Gallstone ileus in a 39-year-old man presenting at the emergency department with features of subacute bowel obstruction. (a) Supine abdominal radiograph shows dilatation of small bowel loops in the central abdomen. (b) Axial CT image shows a contracted gallbladder with a thickened wall (black arrow), with air in its lumen (white arrow). The gallbladder is inseparable from the first part of duodenum (arrowhead), and the duodenal wall is oedematous. (c) Coronal oblique CT image shows small bowel dilatation with a large peripherally calcified gallstone in the distal ileum (white arrow). The ileum distal to the gallstone is collapsed. Note the contracted, air-containing gallbladder (black arrow) abutting the proximal duodenum (arrowhead).

Cholecystoenteric fistulas can develop in the setting of acute cholecystitis without a small bowel obstruction or ectopic gallstone. They can also develop due to trauma, peptic ulcer disease, inflammatory bowel disease and malignancy of the bowel and gallbladder.(23) It has been postulated that recurrent cholecystitis leads to adhesions between the gallbladder and bowel, with subsequent fistula formation.(24) Diagnosis of cholecystoenteric fistulas is important for surgeons but difficult for radiologists, particularly in the presence of a contracted gallbladder. We recommend that in the presence of unexplained pneumobilia, the relationship of the gallbladder with respect to the adjacent bowel should be evaluated. In demonstrating fistulas, multiplanar reconstructions are more helpful than conventional axial imaging (Fig. 12).

Fig. 12

Acute cholecystitis with cholecystoenteric fistula. Coronal oblique CT image shows a contracted gallbladder (arrowhead) with pericholecystic fluid and inflammation with pneumobilia (white arrow), abutting an oedematous proximal duodenum (black arrow). Laparotomy confirmed a fistulous communication between the gallbladder and the first part of the duodenum.

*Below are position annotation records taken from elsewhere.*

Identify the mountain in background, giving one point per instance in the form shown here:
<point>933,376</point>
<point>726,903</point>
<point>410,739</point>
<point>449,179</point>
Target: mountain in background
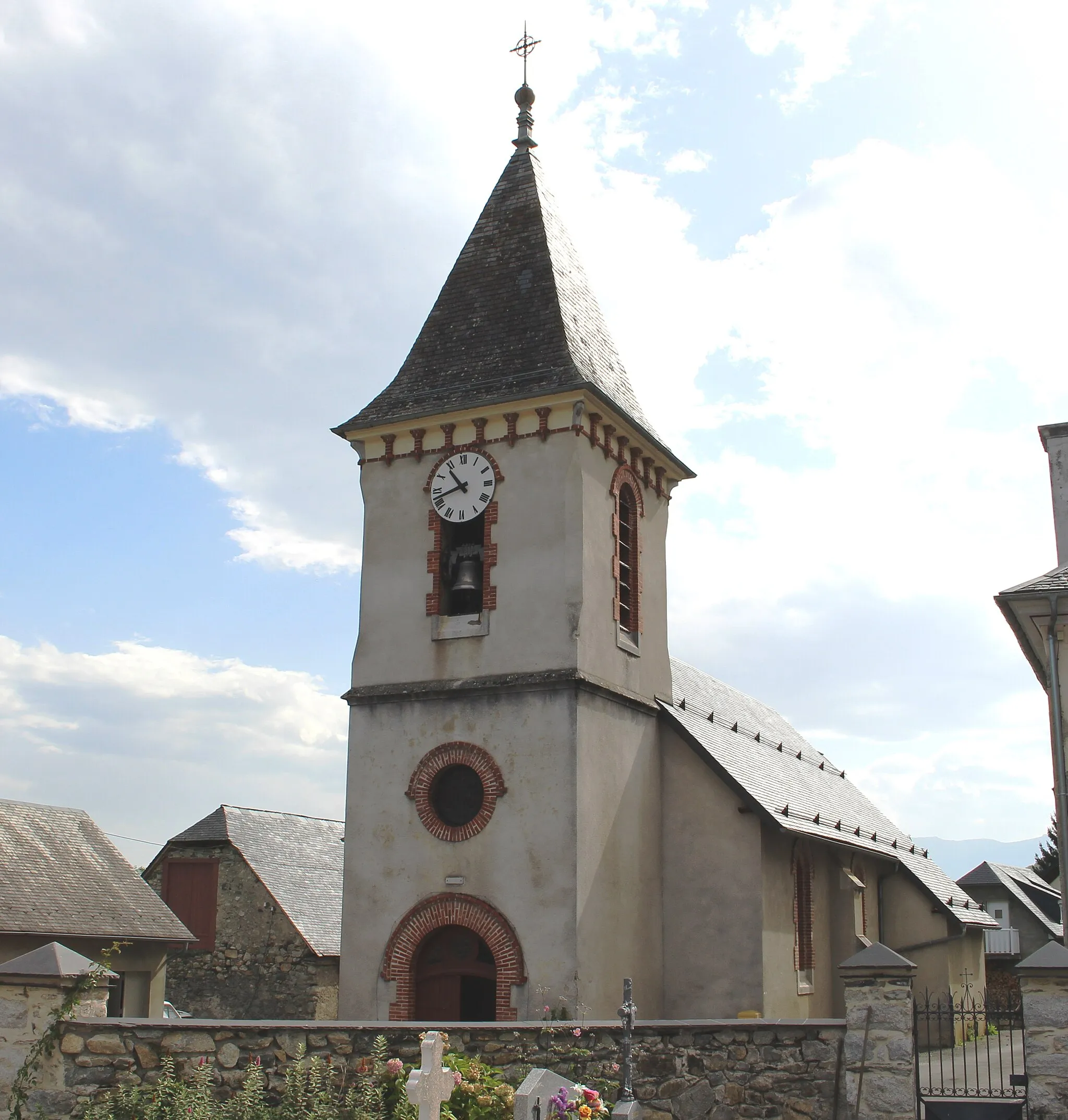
<point>958,857</point>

We have summarised the CT findings in various complications associated with acute cholecystitis (Table I). We also recommend a quick checklist that can be helpful in quick and accurate identification of complications (Table II).

Table I

Summary of computed tomography findings in acute cholecystitis and associated complications.

Table II

Checklist for identification of complications from cholecystitis.

CONCLUSION

Patients with acute cholecystitis, as well as those with associated complications, present at the emergency department with nonspecific symptoms, such as pain in the right upper quadrant. The severity of clinical presentation may not be representative of the underlying complications. Cross-sectional imaging is critical in identifying the complications associated with acute cholecystitis. Familiarity with the spectrum of relevant imaging features, as presented here, is imperative for the emergency radiology team.